BMBF fördert internationale Forscherteams für weitere sechs Jahre / Müller: "Vorbilder für Forschung über Grenzen und Disziplinen hinweg"

Die geisteswissenschaftliche Spitzenforschung an den Käte Hamburger Kollegs in Erlangen-Nürnberg, Berlin, Köln und München ist für weitere sechs Jahre gesichert. Alle Kollegs sind von einem international besetzten Gutachtergremium positiv evaluiert worden und können ihre erfolgreiche Arbeit fortsetzen. Finanziert werden sie durch das Bundesministerium für Bildung und Forschung (BMBF).

"Die Käte Hamburger Kollegs haben die Geisteswissenschaften in Deutschland auch international weiter nach vorn gebracht. Das zeigt sich etwa darin, dass sie immer mehr ausländische Wissenschaftlerinnen und Wissenschaftler anziehen", sagte Stefan Müller, Parlamentarischer Staatssekretär im BMBF anlässlich der Übergabe des Förderbescheids in Höhe von 9,6 Millionen Euro für das Kolleg an der Friedrich-Alexander-Universität Erlangen-Nürnberg. "An den Kollegs sind vielfältige Forscherteams zu einer übergreifenden Fragestellung entstanden – Vorbilder für Forschung über Grenzen und Disziplinen hinweg."

Die Käte Hamburger Kollegs wirken profilbildend in den Geisteswissenschaften und geben herausragenden Wissenschaftlerinnen und Wissenschaftlern Freiraum für ihre selbstgewählten Fragestellungen. Sie sind internationale Gastgeber und haben die Möglichkeit, auf ihrem Fachgebiet die weltweit wichtigsten und interessantesten Köpfe zu einem Forschungsaufenthalt am Kolleg einzuladen. Das Resultat sind wegweisende Forschungsergebnisse, die durch Publikationen und Veranstaltungen öffentlich werden und die Geisteswissenschaften nachhaltig prägen.

Mit der Förderung des BMBF sind seit 2007 zehn Käte Hamburger Kollegs an deutschen Universitäten entstanden, für die erste Förderphase stellte das BMBF bereits insgesamt 109 Millionen Euro bereit.

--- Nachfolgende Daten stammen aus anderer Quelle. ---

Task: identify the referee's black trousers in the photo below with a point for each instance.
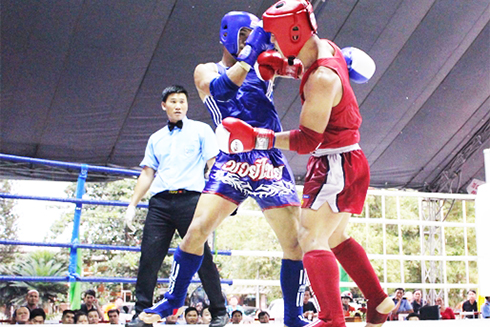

Die ersten sieben der zehn Kollegs setzen nun nach positiver Evaluation der sechsjährigen Startphase ihre Arbeit in der zweiten Phase der Förderung fort:

1)  IKKM – Internationales Kolleg für Kulturtechnikforschung und Medienphilosophie, Bauhaus-Universität Weimar

2)  Dynamiken der Religionsgeschichte zwischen Asien und Europa, Ruhr-Universität Bochum

3)  Verflechtungen von Theaterkulturen, Freie Universität Berlin

4)  Morphomata: Genese, Dynamik und Medialität kultureller Figurationen, Universität zu Köln

5)  Rachel Carson Center für Umwelt und Gesellschaft, Ludwig-Maximilians-Universität München

6)  Re:work - Arbeit und Lebenslauf in globalgeschichtlicher Perspektive, Humboldt-Universität zu Berlin

7)  Schicksal, Freiheit und Prognose. Bewältigungsstrategien in Ostasien und Europa, Universität Erlangen-Nürnberg

8)  Imre-Kertész-Kolleg: Europas Osten im 20. Jahrhundert. Historische Erfahrungen im Vergleich, Friedrich-Schiller Universität Jena

9)  Recht als Kultur, Rheinische Friedrich-Wilhelms-Universität Bonn

10) Centre for Global Cooperation Research, Universität Essen-Duisburg

Für die zuletzt gestarteten Kollegs in Jena, Bonn und Essen-Duisburg dauert die Evaluation noch an bzw. steht noch aus.

Die Namensgeberin des Programms, Käte Hamburger, wurde 1896 in Hamburg geboren. Die Philosophin wurde an der Universität München promoviert, emigrierte 1934 nach Schweden und kehrte 1956 aus dem Exil nach Stuttgart zurück, wo sie sich mit dem Werk "Die Logik der Dichtung" habilitierte. Mit diesem Werk schuf Käte Hamburger ein Standardwerk der deutschen Literaturwissenschaft, das national und international auf große Resonanz stieß.